The Stock Market Crash of 1929 sent the United States into a deep and crippling depression. Roosevelt, elected president for 1933, came into the middle of this. All unsuccessfulness of getting the economy back on track could, up to that point, be blamed on the Hoover administration. However, throughout the twelve plus years he remained in office, Franklin D. Roosevelt did not do much to help, either. In fact, some historians argue, he slowed the progress of recovery, and his New Deal proved detrimental to, what it seems, at least, was his goal: to restore the United States economy to pre-1929 status or better.
However, others still might argue that he had more power-hungry goals. Evidence seems to add up in favor of Roosevelt being a man who did great things for his country. Roger Biles, in A New Deal for the American People, mentions several acts that he calls “’stabilizers’ that have been more successful in averting another such depression (221). ” These include the Securities and Exchange Act of 1934, which made it a governmental responsibility to supervise the stock market, and the Federal Deposit Insurance Corporation (FDIC), which gave the government more power over state banks thus decreasing the number of bank failures.

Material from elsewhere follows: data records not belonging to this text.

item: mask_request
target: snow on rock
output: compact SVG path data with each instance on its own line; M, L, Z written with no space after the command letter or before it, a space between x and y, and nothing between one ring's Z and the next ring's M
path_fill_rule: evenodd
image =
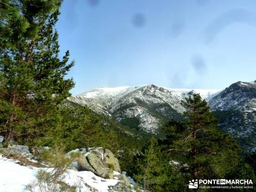
M26 190L26 186L36 179L40 169L51 170L49 168L20 166L16 163L17 162L0 155L0 191L28 191ZM120 174L114 172L114 175ZM65 182L70 186L79 186L77 188L77 191L113 191L111 189L120 182L116 177L115 179L104 179L86 171L68 170L65 175Z

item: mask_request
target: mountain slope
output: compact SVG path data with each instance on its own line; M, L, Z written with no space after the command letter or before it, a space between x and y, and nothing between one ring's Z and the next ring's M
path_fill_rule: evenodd
M180 102L185 97L196 92L207 99L218 91L174 90L150 84L100 88L68 99L131 128L156 132L163 122L182 118L184 108Z
M239 81L222 91L153 84L100 88L68 99L131 129L156 133L166 122L182 118L181 101L193 93L200 93L208 102L223 131L237 138L246 150L256 150L256 81Z
M231 84L209 100L221 128L250 151L256 150L256 81Z

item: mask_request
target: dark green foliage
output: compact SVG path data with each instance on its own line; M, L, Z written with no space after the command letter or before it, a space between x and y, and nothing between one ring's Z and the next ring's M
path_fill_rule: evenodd
M161 149L156 139L152 138L147 148L145 150L143 158L137 159L136 179L143 186L144 190L164 191L163 188L167 180L164 163L163 162Z
M0 4L0 131L6 145L40 136L51 125L49 117L74 85L65 77L74 62L68 63L68 51L61 60L58 55L54 26L61 1Z
M214 114L198 94L188 98L184 106L186 122L168 126L176 139L169 141L172 158L187 164L191 178L224 177L238 163L237 145L218 129Z

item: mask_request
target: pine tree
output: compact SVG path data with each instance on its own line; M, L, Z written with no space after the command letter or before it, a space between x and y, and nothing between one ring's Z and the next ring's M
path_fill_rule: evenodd
M74 62L68 63L68 51L60 59L54 29L61 3L0 3L0 107L6 112L0 115L0 126L6 146L21 136L42 136L45 124L51 125L45 115L56 111L74 85L65 78Z
M175 140L168 142L170 157L191 178L225 177L239 162L237 145L218 128L214 113L199 94L189 97L183 104L185 122L169 125L176 131L172 136Z
M161 148L156 140L152 138L147 148L145 150L142 159L138 159L136 166L138 173L134 178L146 189L152 191L163 191L163 187L167 180L164 166L165 161L161 158Z

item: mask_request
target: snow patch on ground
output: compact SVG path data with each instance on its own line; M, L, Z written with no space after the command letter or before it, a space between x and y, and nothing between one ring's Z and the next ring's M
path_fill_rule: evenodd
M0 155L0 191L23 192L26 186L36 179L40 169L50 171L50 169L33 166L20 166L18 161L7 159ZM114 172L115 175L119 173ZM81 191L108 191L109 188L118 182L118 179L104 179L91 172L76 172L68 170L64 181L70 186L80 186ZM77 189L78 190L78 189Z

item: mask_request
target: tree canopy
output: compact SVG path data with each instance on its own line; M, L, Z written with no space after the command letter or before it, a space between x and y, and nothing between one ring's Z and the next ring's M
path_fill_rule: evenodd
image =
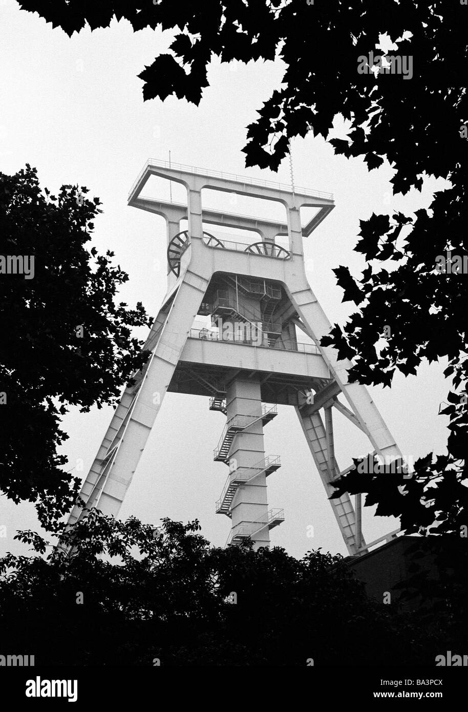
M358 278L346 266L335 270L344 300L358 310L343 329L334 325L322 343L354 358L351 379L368 384L389 386L395 371L415 374L423 359L448 362L445 375L453 385L442 411L450 417L448 454L417 461L403 488L396 478L351 471L337 494L346 488L368 493L366 504L401 516L408 531L435 524L438 531L457 532L467 518L468 290L466 278L456 271L440 273L436 261L447 251L462 256L466 251L468 7L457 0L20 4L70 36L87 23L92 30L107 27L113 17L127 20L135 31L173 29L169 52L139 74L145 100L174 94L198 105L213 56L222 62L282 60L280 85L248 128L248 166L277 169L289 140L313 132L336 153L363 157L369 170L388 161L395 194L420 189L427 176L450 182L428 210L361 221L356 250L366 268ZM368 71L358 71L385 33L393 54L410 58L410 77L377 72L375 66L372 71L370 58ZM346 122L346 138L330 136L337 115Z
M36 503L44 525L73 505L80 480L57 447L69 406L113 403L147 357L131 336L142 304L115 303L128 276L113 253L88 248L102 211L85 187L41 189L36 169L0 174L0 253L31 258L30 273L0 275L0 488ZM31 268L33 268L32 269Z
M68 556L19 532L36 555L0 559L4 649L36 665L434 665L466 640L464 586L443 580L436 619L368 597L339 555L220 549L199 530L92 510L63 534Z

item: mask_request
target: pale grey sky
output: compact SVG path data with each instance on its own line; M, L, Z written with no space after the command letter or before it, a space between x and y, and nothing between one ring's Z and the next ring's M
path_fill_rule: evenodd
M110 28L85 29L69 38L37 15L20 11L14 0L0 0L0 170L12 174L28 162L37 167L43 187L55 191L62 184L78 182L100 197L104 212L95 221L93 244L100 252L113 250L115 262L129 273L119 297L130 305L142 300L154 314L166 291L164 221L127 205L147 158L167 159L171 150L172 160L179 163L289 182L287 161L277 174L246 169L241 152L245 127L280 81L280 61L229 67L214 60L199 107L174 97L164 103L144 103L137 75L167 48L171 33L134 34L127 21L114 21ZM363 268L363 260L353 251L359 219L393 208L408 211L427 206L435 186L442 187L443 182L427 181L421 194L393 199L393 172L386 162L369 174L362 159L336 157L323 139L312 136L295 140L292 153L296 184L334 194L334 210L305 241L305 248L306 258L313 260L312 289L329 319L343 324L353 305L341 303L331 270L348 265L356 273ZM405 455L445 451L447 420L437 414L447 392L443 367L425 363L418 377L398 375L391 392L371 389ZM268 478L268 498L270 507L284 508L285 521L272 530L272 543L297 557L319 547L344 554L294 409L278 409L265 427L267 454L282 458L281 468ZM67 468L82 459L79 473L85 476L111 415L110 408L70 411L63 422L70 436L63 448ZM221 414L208 411L207 399L168 394L120 516L135 515L154 523L164 516L182 521L198 517L202 533L223 545L230 520L215 513L215 502L227 468L212 459L223 425ZM335 438L343 469L352 456L371 449L339 414ZM0 525L7 528L6 538L0 538L0 555L24 553L13 536L18 528L37 527L33 506L16 506L1 498ZM313 538L307 536L310 525ZM367 540L395 525L364 510Z

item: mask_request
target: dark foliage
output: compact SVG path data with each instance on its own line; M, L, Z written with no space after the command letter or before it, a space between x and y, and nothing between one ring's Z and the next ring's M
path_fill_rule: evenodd
M34 259L32 278L0 275L0 488L16 503L36 502L45 525L70 507L79 484L56 452L67 407L112 403L147 357L130 335L148 324L142 304L114 301L127 275L112 252L87 248L101 212L87 193L43 192L28 165L0 174L0 253Z
M91 511L63 535L73 554L46 557L43 540L19 533L36 555L0 560L3 649L36 665L433 665L466 637L464 590L446 592L428 626L427 610L369 599L339 555L213 548L199 529L166 519L155 538Z

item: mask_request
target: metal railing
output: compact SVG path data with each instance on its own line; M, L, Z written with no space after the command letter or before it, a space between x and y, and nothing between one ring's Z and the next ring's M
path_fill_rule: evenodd
M252 536L252 535L255 534L255 532L259 530L259 529L262 529L263 527L270 524L275 519L281 519L282 520L284 520L284 509L270 509L264 517L260 517L260 518L257 520L256 522L250 522L248 525L241 525L234 534L233 538L235 538L238 536Z
M267 408L267 406L262 403L261 415L235 415L233 418L230 418L230 419L228 420L224 426L217 447L216 447L213 451L215 459L219 455L229 430L234 429L237 432L240 432L246 428L248 428L249 426L253 425L254 423L257 422L257 421L261 420L269 413L277 412L278 407L277 405L273 405L271 407Z
M235 252L247 252L249 248L252 247L252 245L255 244L253 242L235 242L233 240L225 240L224 238L218 238L220 243L216 244L208 244L208 239L203 238L203 242L207 247L211 247L213 250L234 250ZM266 244L266 243L265 243ZM270 245L270 244L268 244ZM275 253L275 248L279 250L281 248L281 251L279 254ZM275 260L289 260L291 257L291 253L281 245L277 245L275 243L271 243L272 251L270 253L266 252L250 252L249 255L255 255L257 257L273 257Z
M276 289L275 287L270 287L267 284L263 285L258 282L249 282L248 280L243 279L242 277L239 279L239 284L244 289L252 292L252 294L266 294L271 299L281 299L281 290Z
M232 300L229 300L225 297L220 297L219 291L217 299L211 305L211 311L209 313L215 314L219 308L230 309L238 314L239 316L245 317L248 323L250 325L253 324L255 328L258 332L280 334L282 331L282 325L280 322L262 321L260 314L258 313L255 313L255 312L252 311L251 309L249 309L245 305L239 306L239 305ZM236 331L238 334L239 331L241 330L241 328L240 325L238 326L238 328L236 329Z
M243 470L234 470L233 472L231 472L228 476L228 479L226 480L221 496L216 502L216 509L218 510L220 508L221 505L224 502L228 490L231 486L235 486L237 485L237 486L239 486L240 484L250 481L250 480L252 479L254 477L257 477L262 472L265 472L265 471L267 470L269 467L272 466L272 465L278 465L278 466L281 465L281 458L279 455L276 457L267 455L262 460L255 463L255 464L252 465L251 467L247 467Z
M183 163L174 163L172 161L169 163L169 161L161 161L158 158L149 158L132 186L132 189L129 193L129 198L149 166L155 166L160 168L171 168L176 171L181 171L183 173L192 173L194 175L207 176L210 178L220 178L221 180L235 181L237 183L242 183L243 184L247 184L258 185L264 188L272 188L274 190L280 191L282 193L289 193L292 194L293 192L291 186L285 183L277 183L275 181L262 178L251 178L250 176L238 176L234 173L225 173L223 171L207 170L206 168L197 168L196 166L187 166ZM207 187L209 187L209 186L207 186ZM294 193L296 195L309 195L317 198L326 198L329 200L333 200L332 193L326 193L321 190L313 190L312 188L296 187Z
M203 339L206 341L225 341L228 343L235 343L243 346L258 346L260 348L279 349L281 351L294 351L299 353L319 355L320 351L315 344L305 344L290 340L280 341L280 340L269 339L262 335L261 342L259 339L228 339L219 332L211 331L210 329L191 329L188 335L190 339Z

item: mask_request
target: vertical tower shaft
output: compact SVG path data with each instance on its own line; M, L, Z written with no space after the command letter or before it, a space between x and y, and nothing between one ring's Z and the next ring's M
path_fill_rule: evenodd
M237 417L250 417L252 424L238 432L229 451L232 478L247 478L245 484L238 488L231 506L233 538L238 533L252 532L254 548L268 546L270 532L267 525L267 477L265 471L255 473L258 464L265 458L262 397L258 376L235 378L226 388L228 424ZM249 470L250 472L249 472ZM252 478L250 479L250 476ZM262 524L265 523L265 526Z

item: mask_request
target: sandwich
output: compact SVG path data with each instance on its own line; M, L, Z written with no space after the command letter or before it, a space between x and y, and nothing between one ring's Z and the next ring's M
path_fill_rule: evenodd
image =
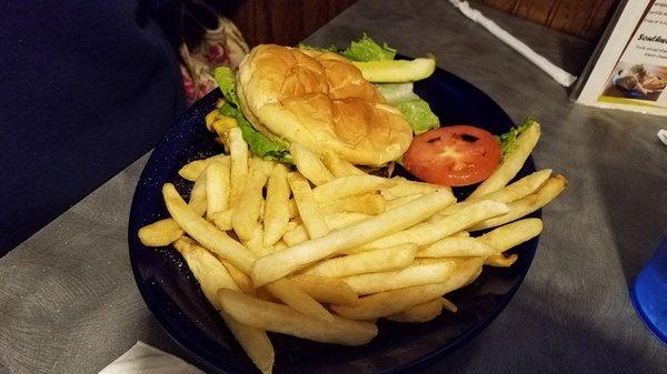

This bigger, more involved government appeared sudden, but welcomed. It came “at a time when the only Washington bureaucracy most of the people encountered…was the US Postal Service (Biles 222). ” The government set up welfare and “was supporting farmers, monitoring the economy…subsidizing housing (Biles 222). ” Those affected by the Depression, out of jobs and homes, needed these programs to survive. How does this new dependence effect decisions in the White House? The people needed jobs, but places that previously had job opportunities had closed down or had not been making enough money to afford hiring.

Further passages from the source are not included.